Percy Bysshe Shelley, the poet all of us of a certain age who studied English literature were made to love and quote, captured the fragility of power best in his oft–cited sonnet Ozymandias. In this short poem Shelley refers to the Pharaoh Ramsses1who ruled Egypt for 66 years. A shrewd self–publicist he ordered many sculptures of himself, and even commissioned the Rammesseum, a huge memorial complex for himself at Thebes (near Luxor) – a temple where he would be worshipped as a god for eternity. This was long before the spin doctors of our times and the virus of mammoth commissioned sculptures and huge hoardings and cutouts of political leaders in many parts of the world went viral.
Struck by the acquisition of the statue by the British Museum, London in 1821, Shelley used it to reflect upon the impermanence of power. While Napoleon had tried and failed to move the statue to France, the British succeeded but with just the upper torso – almost nine feet high – of the granite sculpture. The legs remained on Egyptian soil, and the poet’s words capture the transience of power and grandeur beautifully.
‘I met a traveller from an antique land
Who said: “Two vast and trunkless legs of stone
Stand in the desert. Near them on the sand,
Half sunk, a shattered visage lies, whose frown
And wrinkled lip and sneer of cold command
Tell that its sculptor well those passions read
Which yet survive, stamped on these lifeless things,
The hand that mocked them and the heart that fed.
And on the pedestal these words appear:
‘My name is Ozymandias, King of Kings:
Look on my works, ye mighty, and despair!’
Nothing beside remains. Round the decay
Of that colossal wreck, boundless and bare,
The lone and level sands stretch far away.’

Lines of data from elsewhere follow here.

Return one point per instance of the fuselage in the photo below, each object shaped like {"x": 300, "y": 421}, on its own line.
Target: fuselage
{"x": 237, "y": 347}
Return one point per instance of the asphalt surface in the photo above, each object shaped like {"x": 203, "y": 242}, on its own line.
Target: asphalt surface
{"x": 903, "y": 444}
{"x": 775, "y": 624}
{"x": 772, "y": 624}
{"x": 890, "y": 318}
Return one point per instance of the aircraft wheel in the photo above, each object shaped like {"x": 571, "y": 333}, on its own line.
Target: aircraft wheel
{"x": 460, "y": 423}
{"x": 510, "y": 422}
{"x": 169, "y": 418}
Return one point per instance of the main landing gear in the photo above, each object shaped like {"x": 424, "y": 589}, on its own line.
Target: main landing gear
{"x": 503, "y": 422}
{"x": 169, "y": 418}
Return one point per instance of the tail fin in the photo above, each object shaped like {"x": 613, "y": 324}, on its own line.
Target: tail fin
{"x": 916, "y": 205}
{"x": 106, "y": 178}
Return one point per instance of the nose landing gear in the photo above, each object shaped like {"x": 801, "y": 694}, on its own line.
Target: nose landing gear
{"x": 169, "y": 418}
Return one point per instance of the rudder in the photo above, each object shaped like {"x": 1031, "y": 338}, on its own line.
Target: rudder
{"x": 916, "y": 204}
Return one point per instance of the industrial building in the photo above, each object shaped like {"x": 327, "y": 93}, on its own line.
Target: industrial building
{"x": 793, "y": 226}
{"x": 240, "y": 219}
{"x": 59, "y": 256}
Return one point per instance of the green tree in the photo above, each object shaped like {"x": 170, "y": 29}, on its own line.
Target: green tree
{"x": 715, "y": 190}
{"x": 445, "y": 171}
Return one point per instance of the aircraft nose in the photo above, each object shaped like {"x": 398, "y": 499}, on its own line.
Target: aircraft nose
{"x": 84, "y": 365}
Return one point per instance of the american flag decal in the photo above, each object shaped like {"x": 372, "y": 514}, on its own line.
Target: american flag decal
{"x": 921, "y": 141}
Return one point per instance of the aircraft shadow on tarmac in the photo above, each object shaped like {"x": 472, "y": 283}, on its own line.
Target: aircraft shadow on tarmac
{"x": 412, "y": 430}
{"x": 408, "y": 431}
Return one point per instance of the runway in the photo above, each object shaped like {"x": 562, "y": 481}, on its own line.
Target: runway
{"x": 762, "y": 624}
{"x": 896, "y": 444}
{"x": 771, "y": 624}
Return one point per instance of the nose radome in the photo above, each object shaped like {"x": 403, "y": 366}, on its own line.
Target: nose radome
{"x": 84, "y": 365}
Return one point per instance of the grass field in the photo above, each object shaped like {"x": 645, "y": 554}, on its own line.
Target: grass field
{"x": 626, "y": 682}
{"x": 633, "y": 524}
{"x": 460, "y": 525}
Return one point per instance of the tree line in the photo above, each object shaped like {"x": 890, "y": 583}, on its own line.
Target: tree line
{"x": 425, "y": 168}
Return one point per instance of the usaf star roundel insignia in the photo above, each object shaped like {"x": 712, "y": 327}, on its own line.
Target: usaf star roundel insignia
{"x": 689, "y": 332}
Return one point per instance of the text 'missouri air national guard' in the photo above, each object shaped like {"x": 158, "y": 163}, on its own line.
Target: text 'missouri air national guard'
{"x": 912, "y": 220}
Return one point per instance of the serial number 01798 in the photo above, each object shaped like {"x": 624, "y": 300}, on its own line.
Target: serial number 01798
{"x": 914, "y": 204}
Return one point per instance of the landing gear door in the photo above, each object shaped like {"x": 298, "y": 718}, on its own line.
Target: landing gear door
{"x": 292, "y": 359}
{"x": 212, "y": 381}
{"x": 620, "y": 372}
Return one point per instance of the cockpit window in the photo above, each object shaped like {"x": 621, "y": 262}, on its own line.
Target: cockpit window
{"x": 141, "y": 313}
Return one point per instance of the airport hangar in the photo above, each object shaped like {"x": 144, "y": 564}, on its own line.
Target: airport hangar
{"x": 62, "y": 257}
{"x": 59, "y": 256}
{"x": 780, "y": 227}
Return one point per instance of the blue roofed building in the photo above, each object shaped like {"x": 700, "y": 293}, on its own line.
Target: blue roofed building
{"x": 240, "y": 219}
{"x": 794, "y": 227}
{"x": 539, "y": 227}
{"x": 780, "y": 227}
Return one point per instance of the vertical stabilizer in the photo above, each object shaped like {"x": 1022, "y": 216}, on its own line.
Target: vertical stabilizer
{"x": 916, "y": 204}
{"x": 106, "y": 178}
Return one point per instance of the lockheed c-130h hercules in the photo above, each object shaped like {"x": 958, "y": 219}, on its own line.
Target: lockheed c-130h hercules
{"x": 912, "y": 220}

Nor have time and circumstance been too kind to the statues of latter day leaders seeking eternal fame. From the clichéd images of statues covered with bird droppings – equestrian and on their own two feet – to the iconic image of the huge statue of Saddam Hussein being brought down and stamped upon, to countless others of former dictators and icons destroyed, time has taken its revenge. In India the transitory nature of power can be seen most poignantly in the statues of the British rulers. Many of them were put away in Coronation Park, Delhi or stored haphazardly in some godown somewhere. The British planned to rule forever: Edwin Lutyens and Herbert Baker had designed much of Imperial New Delhi for this purpose. One of the more poignant reminders, and silent, about how wrong they were is the empty canopy in India Gate. It was for the beautiful marble statue of George V, now missing in action, and probably in a godown.
Arrogance and impatience
I have never been able to understand why perfectly normal people change once power visits them: celebrities, politicians, tycoons can become veritable monsters. Lord John Acton’s memorable phrase ‘power tends to corrupt, and absolute power corrupts absolutely’, coined over a century ago still does not explains the whys and how of the matter. Perhaps, recent scientific research about the brain may provide some answers. Scientists now claim that Acton’s saying is biologically true. The ‘feeling of power’ has been found to have a similar effect on the brain as has cocaine: it increases the levels of testosterone and its by–product 3–androstanediol in both men and women, and with it the levels of dopamine – a fact which might spell addiction. You may get more energy but with it comes the baggage of paranoia, arrogance and impatience. This could explain the irrational behaviour of the powerful, including celebrities, tycoons and leaders.
Power, like most guests, should only be invited for a short stay. Otherwise, it becomes seductive, addictive and takes over.